With “2020” shaved into his hair and wearing a bulletproof vest labelled “security”, West addressed an indoor crowd in North Charleston, South Carolina without a microphone, at times struggling to make himself heard and telling the crowd to stop clapping.
West’s remarks were unscripted and often rambling, veering into topics from education to the history of slavery to a discussion of how inventor Nikola Tesla had described the Earth as a giant generator.
West also went on an emotional and deeply personal tangent about abortion, discussing how he and his wife Kim Kardashian considered not having their daughter, North, and how he himself was apparently nearly aborted.
“My mom saved my life,” he bellowed. “My dad wanted to abort me. My mom saved my life. There wouldn’t have been no Kanye West, because my dad was too busy.”
At that point, he broke down into uncontrollable tears and was for a while unable to speak intelligibly. He then proposed replacing the “Plan B” morning-after pill with something called “plan a” or “A1” – an “option” of $50,000 a year to help “take care of your child”. Later, he suggested a figure of $1m.
Energetically roving the stage and shouting, West addressed the crowd for around an hour. At the end of an extended question and answer session, West momentarily returned to centre stage. “That was extremely good!” he shouted. “That was extremely bad!” He then exited stage right.
The rally has met with harsh words from several of West’s contemporaries, with 50 Cent tweeting “What the f*** did he just say? This is all Jay Z’s fault. Kanye’s first rally. LOL”. Others, however, drew attention to West’s history of mental illness, saying he was going through an “episode” and needed care.

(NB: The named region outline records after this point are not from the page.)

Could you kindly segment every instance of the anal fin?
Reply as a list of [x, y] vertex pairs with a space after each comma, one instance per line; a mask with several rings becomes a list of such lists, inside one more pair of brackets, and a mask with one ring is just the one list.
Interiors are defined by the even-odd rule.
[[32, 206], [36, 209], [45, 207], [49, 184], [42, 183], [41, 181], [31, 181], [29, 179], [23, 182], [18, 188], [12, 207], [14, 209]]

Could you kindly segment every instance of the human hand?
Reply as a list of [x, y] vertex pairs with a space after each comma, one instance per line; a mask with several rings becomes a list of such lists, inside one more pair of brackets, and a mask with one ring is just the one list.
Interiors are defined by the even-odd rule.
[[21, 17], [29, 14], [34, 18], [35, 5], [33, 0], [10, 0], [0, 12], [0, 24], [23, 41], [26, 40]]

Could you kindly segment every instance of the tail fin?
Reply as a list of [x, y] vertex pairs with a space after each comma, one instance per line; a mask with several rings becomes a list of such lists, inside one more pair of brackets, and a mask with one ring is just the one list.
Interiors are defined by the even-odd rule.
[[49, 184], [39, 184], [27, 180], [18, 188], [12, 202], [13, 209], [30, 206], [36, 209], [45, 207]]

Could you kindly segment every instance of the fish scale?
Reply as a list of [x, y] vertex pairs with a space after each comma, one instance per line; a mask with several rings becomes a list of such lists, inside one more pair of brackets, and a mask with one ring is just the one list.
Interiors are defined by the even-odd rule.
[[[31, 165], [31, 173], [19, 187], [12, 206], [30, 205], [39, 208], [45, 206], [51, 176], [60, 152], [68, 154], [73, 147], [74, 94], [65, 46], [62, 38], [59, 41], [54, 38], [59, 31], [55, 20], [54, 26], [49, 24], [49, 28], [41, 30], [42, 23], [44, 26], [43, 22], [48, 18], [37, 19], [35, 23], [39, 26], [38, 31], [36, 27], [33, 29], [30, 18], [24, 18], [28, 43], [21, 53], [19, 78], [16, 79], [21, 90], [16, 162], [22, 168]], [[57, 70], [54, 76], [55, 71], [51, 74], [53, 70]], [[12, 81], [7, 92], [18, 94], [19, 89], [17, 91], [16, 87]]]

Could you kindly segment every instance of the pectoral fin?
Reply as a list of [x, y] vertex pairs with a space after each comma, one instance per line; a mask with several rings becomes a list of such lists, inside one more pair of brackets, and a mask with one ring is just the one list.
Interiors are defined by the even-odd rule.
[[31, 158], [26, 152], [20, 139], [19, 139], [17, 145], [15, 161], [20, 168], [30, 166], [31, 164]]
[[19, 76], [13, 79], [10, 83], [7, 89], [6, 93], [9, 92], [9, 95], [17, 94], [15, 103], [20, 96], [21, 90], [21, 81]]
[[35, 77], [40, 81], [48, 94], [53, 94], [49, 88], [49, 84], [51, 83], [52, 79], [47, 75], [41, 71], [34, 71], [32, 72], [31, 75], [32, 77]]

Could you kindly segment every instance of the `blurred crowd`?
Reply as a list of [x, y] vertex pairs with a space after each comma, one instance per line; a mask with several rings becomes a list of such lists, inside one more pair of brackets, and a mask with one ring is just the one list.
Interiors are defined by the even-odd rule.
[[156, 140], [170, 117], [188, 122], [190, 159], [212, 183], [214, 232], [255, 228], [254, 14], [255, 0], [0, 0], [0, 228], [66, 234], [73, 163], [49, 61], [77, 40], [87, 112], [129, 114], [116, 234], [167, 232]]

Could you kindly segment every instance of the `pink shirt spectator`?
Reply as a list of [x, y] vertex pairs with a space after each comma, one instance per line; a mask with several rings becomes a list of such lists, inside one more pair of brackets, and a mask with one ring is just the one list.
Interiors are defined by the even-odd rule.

The rapper himself has opened up before about bipolar disorder, with which he was diagnosed in in 2018. In an interview last year, he said the condition could lead him to feel “hyper-paranoid”, and grounded his experience of it in the culture of black America. “We never had therapists in the black community,” he told TV host David Letterman, “we never approached, like, taking medication, and I think it’s good that when I had my first complete blackout at age five, my mom didn’t fully medicate me.”
West’s campaign trail debut came just days after stories emerged first that he had suspended his campaign, but it then transpired that he had begun filing to appear on presidential ballots across the country.
This process requires candidates to file separately in each state, with different deadlines. If West wants to be on the presidential ballot in South Carolina, he has until noon local time (6pm BST) to submit 10,000 signatures to the state election commission. He successfully filed to be on the ballot in Oklahoma last week, but he has missed the deadline in other states.